January 09, 2014

Supporting Roles

January has traditionally been my time for catching up on films, especially the more mainstream Oscar contenders (as opposed to the indie / arts flicks I tend to catch at Real Art Ways). This week I caught two Saving Mr. Banks (Disney's very meta film about the making of Mary Poppins, with Emma Thompson and Tom Hanks) and Inside Llewyn Davis (The Coen Brothers Greenwich Village / folk music homage).

Before I did into the pics, a shout out to the supporting players. Specifically, Bradley Whitford (still indelibly marked and beloved in my memory for his role on The West Wing) and Ethan Phillips (a little less indelibly marked but none the less beloved as the heavily made-up alien Neelix from Star Trek: Voyager). It was really sweet (and only a tiny bit distracting) to see both of them on the big screen.

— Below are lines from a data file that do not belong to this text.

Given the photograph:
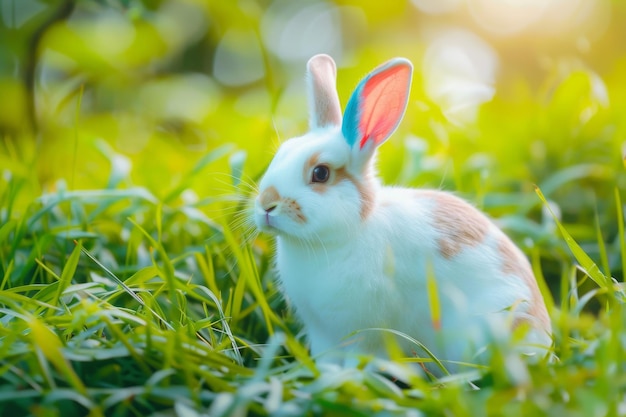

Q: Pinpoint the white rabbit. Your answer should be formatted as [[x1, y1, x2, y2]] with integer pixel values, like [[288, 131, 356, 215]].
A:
[[254, 55, 551, 368]]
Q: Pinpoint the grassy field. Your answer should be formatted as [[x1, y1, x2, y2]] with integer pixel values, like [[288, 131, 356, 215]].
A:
[[0, 2, 626, 417]]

So first - Saving Mr. Banks. Like many of the films Tom Hanks has attached himself to over the years, the film felt a little too predictable, a little too designed to tug on the heart strings. But only a little - I still found myself deeply moved and appreciative of the 60s setting (kind of like Mad Men, West Coast edition), the integration of a beloved film of my childhood (which I have not seen in many years). Emma Thompson has been a bit of a personal crush for me, so it was hard to see her as crusty and cold. I appreciated the behind the scenes view of 60's film-making, and I thought the flashbacks to the Hoff family were quite effective.

Inside Llewyn Davis is a much more difficult film. I'm a folkie from way back, familiar with and have seen Dave Van Ronk* perform years back, have run into that sort of "dyed in the wool" authentic folk attitude, the musician too pissed off, too bent on being authentic or hitting every note exactly like the canonical recording of a piece to actually connect with an audience, etc. So it all felt very familiar in a cranky old folkie kind of way. There was a lot of dark humor in there (Llewyn trying to stash his box of LPs under a coffeetable and running into his hosts own box of LPs made me guffaw). I though Justin Timberlake's performance was great - well cast, subtly performed. And all of the performances (especially those of Oscar Isaac, as Llewyn) were spot-on.

There was some nostalgia here - days when a folkie would actually get signed by a label and have management (however inept or clueless). And also some things that never change ("I don't see a lot of money here....."). And the closing, with Llewyn curled up in an alley and a Dylan doppelganger on stage, was perfect.It was not the feel good movie that Saving Mr. Banks was, but it will stay with me.

So - both films get positive votes from me!